Student funding corruption probe concluded

Blade Nzimande. Picture: Nico Gous
Blade Nzimande. Picture: Nico Gous

A forensic investigation into allegations of corruption in the National Student Funding Scheme has been finalised.

The Department of Higher Education and Training (DHET) director-general Gwebinkundla Qonde announced today that the report would be submitted to minister Blade Nzimande.

He was speaking to reporters during a media briefing about the department’s state of readiness and opportunities available for matriculants at the Government Communications Information Services building in Pretoria.

Government has pumped billions of rands annually into NSFAS to assist needy students to further their studies at 26 universities and 50 Technical Vocational Education and Training (TVET) colleges in the country.

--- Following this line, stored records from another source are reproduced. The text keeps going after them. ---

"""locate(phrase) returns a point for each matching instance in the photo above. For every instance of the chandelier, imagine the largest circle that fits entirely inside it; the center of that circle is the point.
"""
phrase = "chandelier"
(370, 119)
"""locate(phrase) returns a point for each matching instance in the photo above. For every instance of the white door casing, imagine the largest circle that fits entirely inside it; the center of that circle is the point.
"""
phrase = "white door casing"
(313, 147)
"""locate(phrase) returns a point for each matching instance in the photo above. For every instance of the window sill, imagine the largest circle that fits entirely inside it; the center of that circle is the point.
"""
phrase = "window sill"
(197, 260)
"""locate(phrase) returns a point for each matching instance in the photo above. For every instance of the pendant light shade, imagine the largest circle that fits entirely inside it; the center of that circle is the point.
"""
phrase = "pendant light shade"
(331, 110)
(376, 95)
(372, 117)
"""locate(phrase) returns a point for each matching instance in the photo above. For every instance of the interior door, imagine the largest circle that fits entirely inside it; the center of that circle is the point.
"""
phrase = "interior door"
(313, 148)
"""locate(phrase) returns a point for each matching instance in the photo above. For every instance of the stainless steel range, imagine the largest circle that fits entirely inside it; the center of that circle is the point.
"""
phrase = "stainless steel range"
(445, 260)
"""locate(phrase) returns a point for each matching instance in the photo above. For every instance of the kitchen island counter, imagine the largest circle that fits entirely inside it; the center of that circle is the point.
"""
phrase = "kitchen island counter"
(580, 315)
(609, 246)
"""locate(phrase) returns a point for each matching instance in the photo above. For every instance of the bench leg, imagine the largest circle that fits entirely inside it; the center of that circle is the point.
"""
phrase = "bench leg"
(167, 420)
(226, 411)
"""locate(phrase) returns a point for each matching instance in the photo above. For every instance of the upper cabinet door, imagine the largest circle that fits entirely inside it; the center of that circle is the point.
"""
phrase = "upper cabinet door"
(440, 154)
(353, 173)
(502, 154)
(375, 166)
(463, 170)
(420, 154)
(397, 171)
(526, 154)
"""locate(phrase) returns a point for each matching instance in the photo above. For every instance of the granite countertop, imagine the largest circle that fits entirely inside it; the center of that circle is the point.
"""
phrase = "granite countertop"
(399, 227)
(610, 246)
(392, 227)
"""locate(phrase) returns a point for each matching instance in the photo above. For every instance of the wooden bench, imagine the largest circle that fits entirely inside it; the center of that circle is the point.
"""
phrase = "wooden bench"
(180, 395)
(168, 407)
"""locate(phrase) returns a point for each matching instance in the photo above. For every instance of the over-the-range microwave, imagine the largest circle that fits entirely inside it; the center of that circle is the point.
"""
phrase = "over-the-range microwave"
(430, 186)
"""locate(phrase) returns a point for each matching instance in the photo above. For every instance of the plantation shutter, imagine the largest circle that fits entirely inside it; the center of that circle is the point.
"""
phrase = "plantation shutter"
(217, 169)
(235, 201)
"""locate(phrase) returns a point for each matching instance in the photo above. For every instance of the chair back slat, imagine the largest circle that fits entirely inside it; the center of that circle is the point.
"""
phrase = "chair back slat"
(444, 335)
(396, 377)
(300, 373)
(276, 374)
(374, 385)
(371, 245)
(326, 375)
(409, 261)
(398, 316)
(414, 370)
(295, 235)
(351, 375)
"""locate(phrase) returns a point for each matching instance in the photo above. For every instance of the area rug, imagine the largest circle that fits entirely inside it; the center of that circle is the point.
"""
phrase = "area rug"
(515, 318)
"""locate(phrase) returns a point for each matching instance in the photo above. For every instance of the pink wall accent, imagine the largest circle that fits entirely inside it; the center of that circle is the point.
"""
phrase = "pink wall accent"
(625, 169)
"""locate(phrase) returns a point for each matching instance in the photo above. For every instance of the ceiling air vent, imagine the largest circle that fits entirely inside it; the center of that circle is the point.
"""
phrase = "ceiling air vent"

Last year, the department announced that it appointed Nexus Forensic Services in September 2015 to conduct a probe into allegations of fraud and corruption in the allocation of NSFAS at ten institutions of higher learning.

These included:

Tshwane University of Technology;

Durban University of Technology;

University of Limpopo;

North-West University;

University of the Witwatersrand;

University of Zululand;

Majuba TVET College;

King Hintsa TVET College;

Ehlanzeni TVET College; and

Buffalo City TVET College

At the time, the department said part of the probe would determine the extent of misrepresentation and fraud committed by students who qualified and have received financial aid, including parents and guardians, employees of public universities and TVET colleges, NSFAS employees and individuals who have manipulated financial aid processes to defraud NSFAS.

Speaking at the same media briefing today, Nzimande said R15.2 billion was allocated for NSFAS this year.

He said NSFAS will fund 205 000 new and continuing students at universities.

An additional 200 000 students will benefit at TVET colleges.

The minister said there were places for 197 400 new university entrants across 26 universities in the country this year.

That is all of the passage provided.